1. Can I record / playback seamlessly from the external drive (will it automatically expand my recording time)?

2. Can I format the drive with the 612 or do I need to do it with a computer?

Also kind of off the subject but why do they want me to pay a "HD Access Fee" and a fee for not hooking up a phone line? I bought the receiver online so I would own it.

Thanks.


----------



## langlin (Apr 8, 2005)

1. You can playback from the EHD but not record directly to it. You can off-load from the 612 to the EHD and call back to the 612 or play directly from the EHD.

2. The 612 will fromat the drive.

On your other questions, the HD access fee depends on what package you select to pay for, there are instances where you have to pay it but not if you subscribe to an HD package.

You do not have to pay a "phone connect fee" with the 612, it is not a dual output receiver.


----------



## n0qcu (Mar 23, 2002)

The HD access fee was reduced to $0.00 at the begingi of April.


----------



## navy8ball (Mar 23, 2002)

langlin said:


> 1. You can playback from the EHD but not record directly to it. You can off-load from the 612 to the EHD and call back to the 612 or play directly from the EHD.
> 
> 2. The 612 will fromat the drive.
> 
> ...


1.when you transfer a 2 hour movie from the 612 to the EHD does it take like two seconds to do this or 2 hours?

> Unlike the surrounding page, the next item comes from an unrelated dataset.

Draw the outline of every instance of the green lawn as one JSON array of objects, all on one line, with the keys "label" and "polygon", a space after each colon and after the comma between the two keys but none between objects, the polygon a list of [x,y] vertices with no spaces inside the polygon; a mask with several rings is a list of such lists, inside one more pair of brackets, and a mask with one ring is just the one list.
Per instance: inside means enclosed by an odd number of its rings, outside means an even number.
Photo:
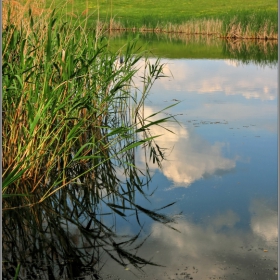
[{"label": "green lawn", "polygon": [[[49,0],[50,1],[50,0]],[[105,20],[111,15],[128,25],[142,25],[152,22],[181,23],[191,18],[221,18],[239,11],[263,12],[277,14],[277,0],[54,0],[55,6],[67,5],[69,12],[80,15],[88,9],[90,13],[99,15]]]}]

2.you say you can playback shows directly from the EHD does that mean it has its own remote control?


----------



## ChuckA (Feb 7, 2006)

1. It takes more than 2 seconds and less than 2 hours. I believe the transfer time will depend on how busy the receiver is doing other things. Just a guess for a two hour movie is something around 30 minutes. You can copy multiple recordings with one operation and it gives you an estimated time for the copy. Of course you can watch TV, do new recordings, turn the receiver off and go to bed, etc. while the copy is performed in the background.

2. The EHD is not another receiver so it does not have a remote. This just means you can watch a recording that has been copied to the EHD without copying it back to the receiver. You can't record directly to it but you can watch directly from it.


----------



## dmspen (Dec 1, 2006)

A few other items...
The HD will be formatted with DISH proprietary encoding. This means you can't unplug it and use it on your PC to watch the shows. Only on a DISH receiver.
It must be an externally powered HD (I think).


----------



## ChuckA (Feb 7, 2006)

The EHD is formatted to the LINUX EXT3 file system format. However, the recording files are encrypted so even though you could read the file system from a LINUX machine you still can't watch the recordings. And, the drive must supply its own power. It can not be one of those mini drives that pull power from the USB port.


----------



## TulsaOK (Feb 24, 2004)

ChuckA said:


> Just a guess for a two hour movie is something around 30 minutes.


My 722 transfers ~16Gb/hour.


----------



## ChuckA (Feb 7, 2006)

So, how does that transfer rate translate to a two hour movie? It depends on the size of the movie recording of course which depends on HD/SD/OTA and MPG compression. Guess at an estimate is all you can do.


----------



## phrelin (Jan 18, 2007)

navy8ball said:


> 1.when you transfer a 2 hour movie from the 612 to the EHD does it take like two seconds to do this or 2 hours?


I use 5 minutes per GB leaving a cushion when I walk away to let it do it's thing and typically that means 20-30 minutes per HD movie. And that's both with my 612 and 722.


> 2.you say you can playback shows directly from the EHD does that mean it has its own remote control?


No, you use the remote that controls the box you're playing back through. Playback from the EHD isn't always perfect if my 612 is busily recording two HD shows.


----------